So far, we have been using gcc to compile C code into executable programs and, occasionally, into assembly language. For the upcoming homework and labs it we need to expand our palette to include objdump
and gdb
.
To get started, you need to make sure the tools are installed in your Linux installation (whether a physical machine, a VM, or Windows Subsystem for Linux). If you are using a lab computer, everything is already there. For other cases, use the following commands to install the tools:
sudo apt update
sudo apt install gcc build-essential
sudo apt install gcc-multilib
sudo apt install gdb
gcc-multilib lets you compile for 32-bit as well as 64-bit. gdb installs the debugger.
gcc Compiler/Linker
Compiles code in C, C++, and a variety of other languages and links code from multiple modules and libraries into an executable file.
Commonly-used options
-
-m32
Compile and link for 32-bit mode -
-O0
Turn off all optimizations. Usually this makes assembly code easier to read and debug. (That’s capital “O” followed by zero.) -
-O1
-O2
-O3
Add varying degrees of optimization. These certainly make the code more efficient and sometimes make it easier to understand. -
-Os
Optimize for size (instead of performance). This may also make the generated code more intelligible. -
-S
Compile to assembly language - to see how things are done. (That’s a capital ‘S’.) -
-S -masm=intel
Compile to intel-syntax assembly language. -
-S -masm=att
Compile to AT&T-syntax assembly language. (Not really necessary because that’s the default.) -
-c
Compile to an object file to be linked or dumped. -
-fno-asynchronous-unwind-tables -fno-pie -no-pie -mpreferred-stack-boundary=3
Remove extra stuff from the generated code so you can see just what the compiler is doing.

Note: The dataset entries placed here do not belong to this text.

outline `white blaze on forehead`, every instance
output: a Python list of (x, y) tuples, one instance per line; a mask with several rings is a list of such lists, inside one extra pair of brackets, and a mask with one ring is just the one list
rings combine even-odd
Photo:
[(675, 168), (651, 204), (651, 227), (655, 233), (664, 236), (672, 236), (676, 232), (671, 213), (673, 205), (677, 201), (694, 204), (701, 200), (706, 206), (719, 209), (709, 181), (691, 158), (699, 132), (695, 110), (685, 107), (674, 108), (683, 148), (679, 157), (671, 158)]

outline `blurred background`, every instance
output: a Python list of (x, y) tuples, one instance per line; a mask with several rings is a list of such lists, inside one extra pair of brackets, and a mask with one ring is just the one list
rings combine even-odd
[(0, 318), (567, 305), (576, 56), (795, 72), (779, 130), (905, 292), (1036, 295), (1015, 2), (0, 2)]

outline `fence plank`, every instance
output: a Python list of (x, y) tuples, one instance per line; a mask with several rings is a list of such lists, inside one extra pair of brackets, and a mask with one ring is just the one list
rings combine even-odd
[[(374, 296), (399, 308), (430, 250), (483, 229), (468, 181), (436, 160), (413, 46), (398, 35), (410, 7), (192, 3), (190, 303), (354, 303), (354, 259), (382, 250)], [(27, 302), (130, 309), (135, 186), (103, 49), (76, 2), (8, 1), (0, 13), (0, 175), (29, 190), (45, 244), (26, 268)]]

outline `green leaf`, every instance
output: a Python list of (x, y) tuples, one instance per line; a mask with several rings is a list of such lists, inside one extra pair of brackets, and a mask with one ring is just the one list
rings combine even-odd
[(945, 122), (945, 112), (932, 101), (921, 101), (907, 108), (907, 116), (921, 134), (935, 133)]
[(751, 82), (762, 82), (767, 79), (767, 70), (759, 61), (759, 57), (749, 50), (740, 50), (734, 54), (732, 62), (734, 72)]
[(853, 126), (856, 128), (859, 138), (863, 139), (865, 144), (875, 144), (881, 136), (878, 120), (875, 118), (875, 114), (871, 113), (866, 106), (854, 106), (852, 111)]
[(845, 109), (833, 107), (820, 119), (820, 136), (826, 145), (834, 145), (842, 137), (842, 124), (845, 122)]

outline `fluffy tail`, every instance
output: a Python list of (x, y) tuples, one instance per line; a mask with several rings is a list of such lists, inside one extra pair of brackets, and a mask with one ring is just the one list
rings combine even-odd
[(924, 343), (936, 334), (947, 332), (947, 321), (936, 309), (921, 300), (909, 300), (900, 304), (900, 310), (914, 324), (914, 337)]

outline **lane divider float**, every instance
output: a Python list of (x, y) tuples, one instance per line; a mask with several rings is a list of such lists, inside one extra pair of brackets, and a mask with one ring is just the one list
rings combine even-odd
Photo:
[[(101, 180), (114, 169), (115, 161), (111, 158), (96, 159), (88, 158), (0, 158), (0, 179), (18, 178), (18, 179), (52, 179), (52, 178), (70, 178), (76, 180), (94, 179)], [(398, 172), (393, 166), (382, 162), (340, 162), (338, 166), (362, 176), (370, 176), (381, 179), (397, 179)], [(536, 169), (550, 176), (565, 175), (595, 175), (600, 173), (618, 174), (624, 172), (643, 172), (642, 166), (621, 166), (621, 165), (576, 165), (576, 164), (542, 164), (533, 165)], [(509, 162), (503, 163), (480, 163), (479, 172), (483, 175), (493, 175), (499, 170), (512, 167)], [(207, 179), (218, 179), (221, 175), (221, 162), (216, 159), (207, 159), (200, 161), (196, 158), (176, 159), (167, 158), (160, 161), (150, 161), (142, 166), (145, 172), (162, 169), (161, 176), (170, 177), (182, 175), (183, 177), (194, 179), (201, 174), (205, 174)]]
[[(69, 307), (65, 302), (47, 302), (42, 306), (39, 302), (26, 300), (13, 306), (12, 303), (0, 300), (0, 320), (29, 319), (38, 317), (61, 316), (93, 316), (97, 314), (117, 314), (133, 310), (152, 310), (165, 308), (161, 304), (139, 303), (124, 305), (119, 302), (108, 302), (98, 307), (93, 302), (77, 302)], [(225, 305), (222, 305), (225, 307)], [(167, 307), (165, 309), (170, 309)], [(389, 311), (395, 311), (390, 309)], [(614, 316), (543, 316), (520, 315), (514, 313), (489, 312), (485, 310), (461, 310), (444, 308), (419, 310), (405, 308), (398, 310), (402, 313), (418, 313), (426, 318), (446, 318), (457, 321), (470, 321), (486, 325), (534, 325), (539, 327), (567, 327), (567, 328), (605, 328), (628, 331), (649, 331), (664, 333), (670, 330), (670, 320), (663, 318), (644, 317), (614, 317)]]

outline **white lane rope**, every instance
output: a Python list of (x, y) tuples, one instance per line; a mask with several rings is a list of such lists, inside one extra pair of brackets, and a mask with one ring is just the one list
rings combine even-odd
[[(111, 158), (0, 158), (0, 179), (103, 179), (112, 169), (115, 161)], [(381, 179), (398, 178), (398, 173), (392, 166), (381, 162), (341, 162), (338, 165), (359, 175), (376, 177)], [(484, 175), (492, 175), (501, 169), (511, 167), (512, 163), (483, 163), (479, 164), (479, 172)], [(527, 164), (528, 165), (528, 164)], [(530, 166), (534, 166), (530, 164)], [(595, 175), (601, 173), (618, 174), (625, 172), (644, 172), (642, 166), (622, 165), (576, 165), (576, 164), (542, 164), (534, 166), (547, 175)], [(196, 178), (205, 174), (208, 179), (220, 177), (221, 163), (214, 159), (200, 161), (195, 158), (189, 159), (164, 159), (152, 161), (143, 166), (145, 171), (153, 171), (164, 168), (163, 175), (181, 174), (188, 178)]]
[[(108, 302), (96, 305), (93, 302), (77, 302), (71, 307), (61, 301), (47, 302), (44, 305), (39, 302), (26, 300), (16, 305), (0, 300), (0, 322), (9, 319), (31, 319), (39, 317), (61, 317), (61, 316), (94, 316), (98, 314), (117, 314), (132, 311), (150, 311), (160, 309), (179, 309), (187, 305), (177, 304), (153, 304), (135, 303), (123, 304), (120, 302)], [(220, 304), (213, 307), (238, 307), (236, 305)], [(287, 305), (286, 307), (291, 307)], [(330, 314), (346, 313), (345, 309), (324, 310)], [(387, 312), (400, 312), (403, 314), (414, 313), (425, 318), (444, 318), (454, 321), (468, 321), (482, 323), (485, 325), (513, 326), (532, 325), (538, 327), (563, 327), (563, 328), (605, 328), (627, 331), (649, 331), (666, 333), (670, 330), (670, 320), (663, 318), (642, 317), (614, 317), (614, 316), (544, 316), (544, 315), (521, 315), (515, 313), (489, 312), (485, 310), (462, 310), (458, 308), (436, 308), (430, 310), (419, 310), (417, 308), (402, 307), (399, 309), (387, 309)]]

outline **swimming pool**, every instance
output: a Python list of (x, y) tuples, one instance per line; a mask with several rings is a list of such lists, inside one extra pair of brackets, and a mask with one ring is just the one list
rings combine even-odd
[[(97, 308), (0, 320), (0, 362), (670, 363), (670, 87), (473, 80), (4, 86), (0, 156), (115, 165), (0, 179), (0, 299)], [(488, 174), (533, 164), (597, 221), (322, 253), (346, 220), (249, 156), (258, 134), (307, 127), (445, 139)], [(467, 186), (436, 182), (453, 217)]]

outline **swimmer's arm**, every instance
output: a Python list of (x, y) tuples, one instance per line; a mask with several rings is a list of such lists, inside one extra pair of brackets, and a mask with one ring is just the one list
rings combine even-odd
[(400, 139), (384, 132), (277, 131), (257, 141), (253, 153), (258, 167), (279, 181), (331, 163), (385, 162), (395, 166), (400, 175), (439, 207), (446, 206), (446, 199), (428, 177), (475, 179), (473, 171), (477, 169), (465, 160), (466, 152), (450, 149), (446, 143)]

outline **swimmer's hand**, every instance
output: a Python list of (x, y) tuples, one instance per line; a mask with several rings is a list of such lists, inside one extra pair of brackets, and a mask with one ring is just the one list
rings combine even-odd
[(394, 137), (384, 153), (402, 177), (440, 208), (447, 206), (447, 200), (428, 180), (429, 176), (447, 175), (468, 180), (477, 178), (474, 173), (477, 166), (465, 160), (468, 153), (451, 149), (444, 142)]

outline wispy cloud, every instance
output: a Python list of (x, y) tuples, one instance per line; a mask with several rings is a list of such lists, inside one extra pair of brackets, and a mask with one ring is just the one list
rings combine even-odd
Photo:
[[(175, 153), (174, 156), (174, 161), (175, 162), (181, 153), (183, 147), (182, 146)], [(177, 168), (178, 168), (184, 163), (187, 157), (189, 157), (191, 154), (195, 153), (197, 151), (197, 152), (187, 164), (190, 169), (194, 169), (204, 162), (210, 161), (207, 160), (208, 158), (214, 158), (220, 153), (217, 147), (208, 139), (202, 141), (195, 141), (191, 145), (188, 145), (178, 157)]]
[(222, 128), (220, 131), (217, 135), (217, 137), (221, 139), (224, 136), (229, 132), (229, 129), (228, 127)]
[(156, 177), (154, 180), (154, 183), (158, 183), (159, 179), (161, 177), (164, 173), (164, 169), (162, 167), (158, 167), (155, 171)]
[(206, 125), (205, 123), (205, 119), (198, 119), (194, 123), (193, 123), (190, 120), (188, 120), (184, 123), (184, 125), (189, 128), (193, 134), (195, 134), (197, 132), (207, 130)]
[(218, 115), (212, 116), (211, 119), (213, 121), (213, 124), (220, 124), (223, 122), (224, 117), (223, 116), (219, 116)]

For details on what these mean see this article, this article, and this article from StackOverflow. -fverbose-asm
-
-ggdb
Include debugging symbols
Example
Create a file called add.c
with the following contents:
int add(int a, int b)
{
return a + b;
}
Compile it to assembly using the following command:
gcc -m32 -O0 -S -fno-asynchronous-unwind-tables -fno-pie -mpreferred-stack-boundary=3 add.c
This will produce a file called add.s
with the assembly language version of the code.
Try the same thing without the -m32 option to see how 64-bit code differs from the 32-bit version.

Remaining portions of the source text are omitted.